Kultur braucht eine Perspektive

KOMMENTAR Als Veranstalter* in ist man seit dem Ausbruch der Covid- 19-Pandemie vor sieben Monaten mit einer enormen Planungsunsicherheit konfrontiert. Dies fordert den Kulturbetrieb und die Menschen dahinter stark heraus. Ein Kommentar von Oliver Dredge, Programmleiter Kiff Aarau.

TEXT Oliver Dredge

Nach dem Lockdown im Frühling und dem ersten Schock war die Motivation vonseiten der Veranstalter*innen gross, trotz erschwerten Bedingungen weiterhin in irgendeiner Form Kulturveranstaltungen und somit auch Einnahmequellen für die Künstler*innen und Dienstleister*innen anzubieten. Auch das Kiff hat viele Ressourcen in die Erarbeitung von Schutzkonzepten und die Verschiebung wie auch Neubuchung von Programminhalten investiert. Die Freude war gross, als es uns im September und Oktober gelungen ist, immerhin einen Teil der Veranstaltungen durchzuführen. Motiviert wurden wir durch die positiven Reaktionen des Publikums und deren Bereitschaft, die Schutzmassnahmen mitzutragen.

 

Mit Schliessung gleichzusetzen

Die erneuten verschärften Einschränkungen aufgrund der zweiten Welle sind für viele Betriebe unserer Sparte mit einer Schliessung gleichzusetzen. Zudem wurden wir mit einer weiteren Absage- und Verschiebungswelle konfrontiert, nachdem bereits im Sommer alle internationalen und viele nationale Konzerttouren abgesagt und bis weit in den Herbst 2021 verschoben worden waren. Alleine im Kiff sind davon über 100 geplante Veranstaltungen betroffen. Dies führte dazu, dass die bereits vorherrschende grosse Verunsicherung mit dem Gefühl einer gewissen Perspektivlosigkeit ergänzt wurde.
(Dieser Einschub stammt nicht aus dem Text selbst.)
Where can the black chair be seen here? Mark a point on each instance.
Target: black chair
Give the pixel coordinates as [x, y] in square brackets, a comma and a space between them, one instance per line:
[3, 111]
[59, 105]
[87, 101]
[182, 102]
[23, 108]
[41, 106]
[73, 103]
Dazu kommt, dass man sich als Veranstalter*in in einem Dilemma befindet, und es stellen sich viele Fragen: 

  • Ist es sinnvoll, den Betrieb für 50 Personen weiterzuführen, um evtl. in zwei Wochen wieder ganz schliessen zu müssen?
  • Würde das Publikum von dem Angebot Gebrauch machen, wenn die Behörden gleichzeitig darauf hinweisen, alle sozialen Kontakte auf ein Minimum zu beschränken? 
  • Ist es bezüglich des Schutzes der Mitarbeiter*innen und der Bevölkerung verantwortbar, zu veranstalten?
  • Müssen wir den Betrieb weiterführen, damit wir staatliche Unterstützung beantragen und die Künstler*innen Einnahmen generieren können? – Braucht es nicht gerade jetzt eine Grundversorgung an Kulturveranstaltungen?
  • Wäre es aus finanzieller Sicht sinnvoller, Schadensminderung zu betreiben, Arbeitsplätze zu sichern und die Ressourcen für einen Neustart einzusetzen?
  • In welchem Umfang greifen die seit April versprochenen Ausfallsentschädigung für Kulturinstitutionen effektiv? Gerade in Anbetracht der hohen finanziellen Verluste, die durch die Teilöffnung im Frühherbst entstanden sind, verstärkt diese fehlende Klarheit die Planungsunsicherheit enorm. 

 

Die staatlichen Unterstützungsmassnahmen gemäss der Covid-19-Kulturverordnung in Kombination mit den wirtschaftlichen Massnahmen (Kurzarbeit, Härtefälle) sind eine gute Grundlage für die Unterstützung des Kultursektors. Nun ist es aber entscheidend, dass die Gelder rasch ausbezahlt werden und genau hingeschaut wird, wo die Massnahmen nicht greifen und ihre Wirkung verfehlen. Dort muss schnell, wenn nötig auch unbürokratisch, reagiert werden, um das Kulturschaffen im Aargau als Ganzes durch diese Krise zu bringen. Speziell die Situation der selbstständigen Künstler*innen muss man beobachten. Weiter braucht es eine realistische Exitstrategie und somit eine neue Perspektive für den Kultursektor, um den Erhalt der kulturellen Vielfalt im Kulturkanton Aargau zu sichern.

 

Oliver Dredge ist Mitglied Geschäftsleitung Kiff, Vorstandsmitglied des Aargauischen Kulturverbandes (AGKV) und des nationalen Verbandes der unabhängigen Musikclubs und Festivals (PETZI). Das Kiff, als grösster regelmässiger Veranstaltungsort im Bereich Pop / Rock im Aargau, hat seinen Betrieb von Mitte Oktober bis Ende Dezember eingestellt.